« …tous les médecins devraient être capables de diagnostiquer et de traiter les carences nutritionnelles. »

Déficience aiguë en thiamine (vitamine B1)

La carence aiguë sévère en thiamine est l’un des problèmes médicaux les plus importants que les médecins hospitaliers et les généralistes peuvent traiter. L’excès chronique d’alcool en est la cause principale mais pas unique. Les experts reconnaissent qu’elle peut ne pas être correctement reconnue ou traitée de manière adéquate, avec des conséquences très importantes pour la santé de l’individu. Il y a beaucoup de choses que le patient et ses soignants peuvent faire pour prévenir son développement.

Fonctions de la thiamine

La plupart des informations de cette section sont tirées de l’article détaillé The Royal College of Physicians Report on Alcohol : Lignes directrices pour la gestion de l’encéphalopathie de Wernicke dans le service des accidents et des urgences. Thomson AD, Cook CCH, Touquet R, Henry JA. Alcohol and Alcoholism Vol 37, No. 6, pp513-521, 2002. Tous les médecins impliqués dans les soins aigus des patients en urgence devraient lire l’article en entier.

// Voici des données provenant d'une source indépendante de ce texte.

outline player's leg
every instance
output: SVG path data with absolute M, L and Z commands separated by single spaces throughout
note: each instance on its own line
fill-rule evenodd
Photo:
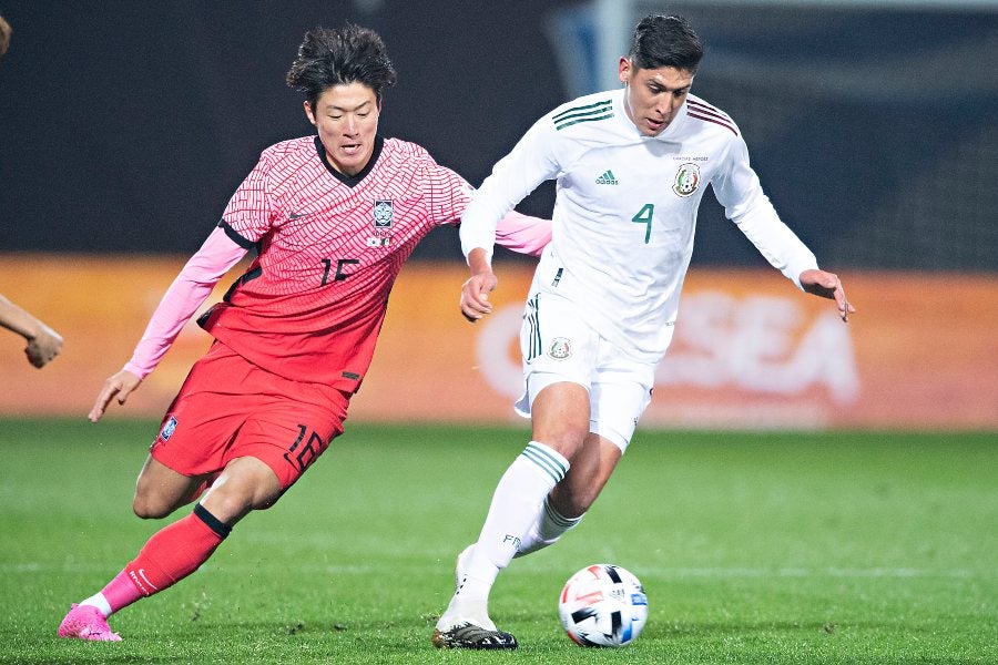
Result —
M 196 571 L 236 522 L 254 509 L 273 504 L 281 491 L 277 475 L 264 462 L 248 457 L 231 461 L 191 514 L 154 533 L 100 592 L 73 605 L 59 626 L 59 635 L 119 641 L 108 625 L 111 614 Z
M 210 356 L 218 360 L 218 354 Z M 136 513 L 165 514 L 189 500 L 200 480 L 221 473 L 191 514 L 155 533 L 100 593 L 73 606 L 61 636 L 119 640 L 108 626 L 110 614 L 197 570 L 238 520 L 272 505 L 343 431 L 347 396 L 305 388 L 304 401 L 275 399 L 272 392 L 287 396 L 296 386 L 283 386 L 258 368 L 247 370 L 234 355 L 227 358 L 210 372 L 218 391 L 207 387 L 212 381 L 192 380 L 192 370 L 152 446 L 153 461 L 140 475 Z M 261 413 L 274 418 L 262 421 Z M 320 438 L 315 431 L 329 433 Z
M 489 592 L 517 553 L 544 497 L 564 478 L 569 469 L 564 453 L 573 456 L 581 448 L 589 423 L 589 393 L 578 383 L 548 386 L 533 401 L 532 418 L 533 440 L 502 474 L 477 544 L 459 563 L 462 579 L 434 630 L 438 647 L 517 646 L 516 638 L 498 631 L 489 618 Z M 542 442 L 541 434 L 550 443 Z
M 517 556 L 553 544 L 582 520 L 610 480 L 651 399 L 654 365 L 621 357 L 619 349 L 605 342 L 599 346 L 598 365 L 590 387 L 590 434 L 564 480 L 548 495 Z
M 589 432 L 595 340 L 564 298 L 542 293 L 528 300 L 520 329 L 527 393 L 518 410 L 532 420 L 532 440 L 499 480 L 477 543 L 459 557 L 462 580 L 434 630 L 436 646 L 516 648 L 488 616 L 489 592 Z
M 564 480 L 544 498 L 515 557 L 553 545 L 566 532 L 576 528 L 610 480 L 621 454 L 618 446 L 590 433 L 582 450 L 572 460 Z
M 132 510 L 143 519 L 165 518 L 197 499 L 206 482 L 215 477 L 214 473 L 184 475 L 149 456 L 135 482 Z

La thiamine est un cofacteur pour plusieurs enzymes impliquées dans la libération d’énergie à partir des glucides et son besoin est lié à l’apport alimentaire en glucides. Il n’existe pas de réserves importantes de thiamine et une carence peut se développer dans les deux semaines d’un apport insuffisant surtout si certains des autres facteurs causaux, le plus souvent l’excès d’alcool ou les vomissements, sont présents.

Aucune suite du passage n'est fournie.